Background

Drugs do not work in patients who do not take them (Foulon et al. 2011). Adherence with oral drugs, defined as the extent to which patients take medications as prescribed (Barron et al. 2007; Osterberg and Blaschke 2005), is a challenge of increasing interest (Ziller et al. 2009). Consequences of nonadherence are far-reaching, both from an economic standpoint and in terms of morbidity and mortality (Dezii 2009; Puts et al. 2014). Adherence rates of less than 80 % were associated with poorer survival in breast cancer patients taking tamoxifen (McCowan et al. 2008), similar results were found in various studies on chronic myeloid leukemia (Ibrahim et al. 2011; Marin et al. 2010; Al-Barrak and Cheung 2013). The monetary waste associated with nonadherence is estimated for the US between $100 billion (Dezii 2009) and $300 billion a year (Foulon et al. 2011; DiMatteo 2004).

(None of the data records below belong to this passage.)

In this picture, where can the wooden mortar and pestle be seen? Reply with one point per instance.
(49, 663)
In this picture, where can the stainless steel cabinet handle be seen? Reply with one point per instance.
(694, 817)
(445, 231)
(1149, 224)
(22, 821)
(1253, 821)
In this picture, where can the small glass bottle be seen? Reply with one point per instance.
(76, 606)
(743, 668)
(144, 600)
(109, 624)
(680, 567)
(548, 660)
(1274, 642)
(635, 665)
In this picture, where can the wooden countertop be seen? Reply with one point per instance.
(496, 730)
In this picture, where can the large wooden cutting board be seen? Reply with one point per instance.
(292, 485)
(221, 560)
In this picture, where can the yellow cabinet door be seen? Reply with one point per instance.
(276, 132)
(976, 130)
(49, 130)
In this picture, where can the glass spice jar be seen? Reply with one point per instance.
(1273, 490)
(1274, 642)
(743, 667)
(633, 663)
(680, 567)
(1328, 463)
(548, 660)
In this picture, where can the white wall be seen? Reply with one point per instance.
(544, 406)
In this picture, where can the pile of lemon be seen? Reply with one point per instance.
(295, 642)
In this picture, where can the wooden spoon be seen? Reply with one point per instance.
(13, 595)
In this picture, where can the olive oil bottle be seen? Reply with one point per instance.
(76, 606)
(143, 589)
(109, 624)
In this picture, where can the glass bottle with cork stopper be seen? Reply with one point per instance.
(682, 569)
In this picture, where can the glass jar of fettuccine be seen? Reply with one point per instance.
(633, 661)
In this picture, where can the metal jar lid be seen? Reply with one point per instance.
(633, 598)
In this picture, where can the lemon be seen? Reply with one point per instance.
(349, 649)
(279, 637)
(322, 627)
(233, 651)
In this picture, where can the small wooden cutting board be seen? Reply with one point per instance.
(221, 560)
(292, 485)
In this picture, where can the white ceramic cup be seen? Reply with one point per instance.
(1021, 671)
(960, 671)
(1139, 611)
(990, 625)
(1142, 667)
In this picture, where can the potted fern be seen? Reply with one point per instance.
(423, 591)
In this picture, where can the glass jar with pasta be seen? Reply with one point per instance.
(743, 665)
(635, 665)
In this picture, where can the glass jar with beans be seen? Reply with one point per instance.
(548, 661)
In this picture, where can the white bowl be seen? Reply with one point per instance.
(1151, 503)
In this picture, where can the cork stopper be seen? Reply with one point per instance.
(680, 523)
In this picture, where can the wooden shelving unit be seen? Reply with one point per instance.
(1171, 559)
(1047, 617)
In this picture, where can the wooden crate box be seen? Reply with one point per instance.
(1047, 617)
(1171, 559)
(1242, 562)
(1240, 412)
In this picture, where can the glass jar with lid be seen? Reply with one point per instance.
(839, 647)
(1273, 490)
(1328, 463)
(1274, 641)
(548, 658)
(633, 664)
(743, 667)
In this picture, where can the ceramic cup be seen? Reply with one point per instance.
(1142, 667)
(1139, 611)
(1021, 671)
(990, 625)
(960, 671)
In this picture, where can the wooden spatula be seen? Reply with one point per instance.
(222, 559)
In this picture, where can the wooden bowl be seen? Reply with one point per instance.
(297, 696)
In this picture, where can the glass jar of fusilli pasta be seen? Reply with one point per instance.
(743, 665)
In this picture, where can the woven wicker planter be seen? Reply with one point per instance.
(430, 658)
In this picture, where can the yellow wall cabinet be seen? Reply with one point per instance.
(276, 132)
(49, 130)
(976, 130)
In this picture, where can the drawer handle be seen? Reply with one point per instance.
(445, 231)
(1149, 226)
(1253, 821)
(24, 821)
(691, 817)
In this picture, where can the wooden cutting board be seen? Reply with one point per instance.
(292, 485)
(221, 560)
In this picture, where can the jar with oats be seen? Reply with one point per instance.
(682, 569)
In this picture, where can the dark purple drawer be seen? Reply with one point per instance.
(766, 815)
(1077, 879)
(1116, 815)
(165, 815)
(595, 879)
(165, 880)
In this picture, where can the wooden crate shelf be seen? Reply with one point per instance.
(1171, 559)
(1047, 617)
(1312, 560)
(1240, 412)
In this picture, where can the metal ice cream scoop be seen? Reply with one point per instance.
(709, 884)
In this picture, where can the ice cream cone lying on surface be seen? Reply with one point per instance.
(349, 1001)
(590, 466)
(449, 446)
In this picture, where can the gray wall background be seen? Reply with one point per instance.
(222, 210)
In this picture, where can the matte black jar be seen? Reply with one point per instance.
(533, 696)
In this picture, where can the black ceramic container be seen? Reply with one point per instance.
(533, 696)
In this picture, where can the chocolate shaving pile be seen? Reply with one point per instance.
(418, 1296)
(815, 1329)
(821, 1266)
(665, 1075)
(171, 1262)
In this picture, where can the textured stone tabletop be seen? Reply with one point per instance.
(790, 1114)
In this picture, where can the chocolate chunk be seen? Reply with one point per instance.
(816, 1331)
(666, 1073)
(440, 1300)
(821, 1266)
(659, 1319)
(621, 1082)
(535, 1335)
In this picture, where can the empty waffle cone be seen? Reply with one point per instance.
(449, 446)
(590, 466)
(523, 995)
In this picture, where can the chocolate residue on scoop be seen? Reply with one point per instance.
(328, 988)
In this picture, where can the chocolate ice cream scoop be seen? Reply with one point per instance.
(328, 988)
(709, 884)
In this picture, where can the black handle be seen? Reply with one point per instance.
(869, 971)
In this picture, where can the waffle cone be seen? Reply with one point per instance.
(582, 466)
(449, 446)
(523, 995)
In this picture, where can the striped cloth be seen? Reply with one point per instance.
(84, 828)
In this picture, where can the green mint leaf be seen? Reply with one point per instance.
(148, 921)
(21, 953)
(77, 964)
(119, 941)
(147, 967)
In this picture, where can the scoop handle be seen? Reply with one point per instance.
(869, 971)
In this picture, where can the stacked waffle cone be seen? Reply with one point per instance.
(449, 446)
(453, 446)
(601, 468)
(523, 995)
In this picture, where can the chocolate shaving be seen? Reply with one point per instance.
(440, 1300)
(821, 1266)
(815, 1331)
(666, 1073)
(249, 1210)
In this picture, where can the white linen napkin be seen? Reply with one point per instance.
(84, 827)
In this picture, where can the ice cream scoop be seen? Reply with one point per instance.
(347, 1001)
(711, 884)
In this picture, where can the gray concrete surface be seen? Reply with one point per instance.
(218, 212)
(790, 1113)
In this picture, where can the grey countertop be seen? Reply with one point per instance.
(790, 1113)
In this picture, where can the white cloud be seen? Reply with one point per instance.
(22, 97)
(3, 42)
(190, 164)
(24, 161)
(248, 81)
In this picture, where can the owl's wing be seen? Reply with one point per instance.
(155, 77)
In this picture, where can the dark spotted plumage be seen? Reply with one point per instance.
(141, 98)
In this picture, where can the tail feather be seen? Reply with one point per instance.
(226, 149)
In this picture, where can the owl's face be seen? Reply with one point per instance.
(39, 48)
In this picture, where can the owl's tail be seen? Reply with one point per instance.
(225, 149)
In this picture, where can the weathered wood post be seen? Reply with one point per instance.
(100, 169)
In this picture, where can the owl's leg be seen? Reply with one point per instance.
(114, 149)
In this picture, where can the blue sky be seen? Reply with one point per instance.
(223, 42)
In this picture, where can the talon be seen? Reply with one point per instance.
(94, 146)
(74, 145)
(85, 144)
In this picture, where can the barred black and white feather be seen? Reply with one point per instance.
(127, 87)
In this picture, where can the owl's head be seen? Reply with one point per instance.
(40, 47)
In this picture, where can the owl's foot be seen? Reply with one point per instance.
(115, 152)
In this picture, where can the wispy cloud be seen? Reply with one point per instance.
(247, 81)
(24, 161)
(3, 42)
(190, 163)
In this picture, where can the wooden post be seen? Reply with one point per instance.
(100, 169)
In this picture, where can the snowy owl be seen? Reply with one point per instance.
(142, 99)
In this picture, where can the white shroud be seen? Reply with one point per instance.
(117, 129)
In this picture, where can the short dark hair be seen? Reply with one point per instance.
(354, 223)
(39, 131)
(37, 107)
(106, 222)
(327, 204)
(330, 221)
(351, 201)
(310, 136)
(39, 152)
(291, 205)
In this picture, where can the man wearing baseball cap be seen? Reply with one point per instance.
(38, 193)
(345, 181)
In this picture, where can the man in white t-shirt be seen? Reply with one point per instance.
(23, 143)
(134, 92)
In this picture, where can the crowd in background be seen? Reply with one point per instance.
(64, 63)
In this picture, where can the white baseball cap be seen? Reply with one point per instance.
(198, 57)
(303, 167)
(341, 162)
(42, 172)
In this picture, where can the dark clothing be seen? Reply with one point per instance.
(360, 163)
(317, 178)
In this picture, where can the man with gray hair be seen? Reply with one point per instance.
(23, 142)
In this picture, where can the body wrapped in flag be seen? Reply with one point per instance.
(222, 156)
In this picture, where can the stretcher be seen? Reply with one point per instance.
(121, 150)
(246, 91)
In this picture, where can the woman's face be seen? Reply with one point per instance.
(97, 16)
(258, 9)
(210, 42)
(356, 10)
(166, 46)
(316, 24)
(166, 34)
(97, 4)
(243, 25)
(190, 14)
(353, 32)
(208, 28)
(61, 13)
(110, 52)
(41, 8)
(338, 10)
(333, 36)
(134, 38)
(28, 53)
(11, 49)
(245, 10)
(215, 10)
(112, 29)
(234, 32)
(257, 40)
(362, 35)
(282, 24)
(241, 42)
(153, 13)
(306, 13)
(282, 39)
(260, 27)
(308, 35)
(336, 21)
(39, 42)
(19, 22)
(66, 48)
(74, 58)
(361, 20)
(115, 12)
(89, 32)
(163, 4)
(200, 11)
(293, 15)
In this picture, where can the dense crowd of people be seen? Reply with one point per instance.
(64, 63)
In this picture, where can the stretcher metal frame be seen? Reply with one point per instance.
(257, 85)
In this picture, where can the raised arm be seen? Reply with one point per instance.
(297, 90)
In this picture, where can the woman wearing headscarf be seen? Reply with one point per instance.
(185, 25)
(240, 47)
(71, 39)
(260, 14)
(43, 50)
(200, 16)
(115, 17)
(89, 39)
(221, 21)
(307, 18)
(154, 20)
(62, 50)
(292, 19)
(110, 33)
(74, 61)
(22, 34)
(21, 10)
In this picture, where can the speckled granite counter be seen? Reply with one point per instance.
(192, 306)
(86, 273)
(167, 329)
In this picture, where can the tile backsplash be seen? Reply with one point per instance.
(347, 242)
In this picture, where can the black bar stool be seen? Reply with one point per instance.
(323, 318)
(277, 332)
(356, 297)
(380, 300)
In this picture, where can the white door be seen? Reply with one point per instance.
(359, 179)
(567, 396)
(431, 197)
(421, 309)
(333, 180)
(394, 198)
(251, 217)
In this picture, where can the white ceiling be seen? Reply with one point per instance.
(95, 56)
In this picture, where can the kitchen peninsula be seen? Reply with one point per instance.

Patients are optimally adherent if no doses are missed, no extra doses are taken, and no doses are taken in the wrong quantity or at the wrong time (Ruddy et al. 2009). The terms adherence and compliance can be used synonymously (Ruddy et al. 2009); persistence, defined as continuing treatment for the prescribed duration (Hohneker et al. 2011), should be distinguished (Ruddy et al. 2009; Cramer et al. 2008).

Despite a substantial number of studies in the past decades (DiMatteo 2004; Vermeire et al. 2001) there is still no “gold-standard” method (Foulon et al. 2011; Grymonpre et al. 2006; Vermeire et al. 2001; Banning 2008, 2012; Waterhouse et al. 1993; Escalada and Griffiths 2006) in measuring adherence and only a combination of measures can maximize accuracy (Osterberg and Blaschke 2005; Wang et al. 2004; Zahrina et al. 2014).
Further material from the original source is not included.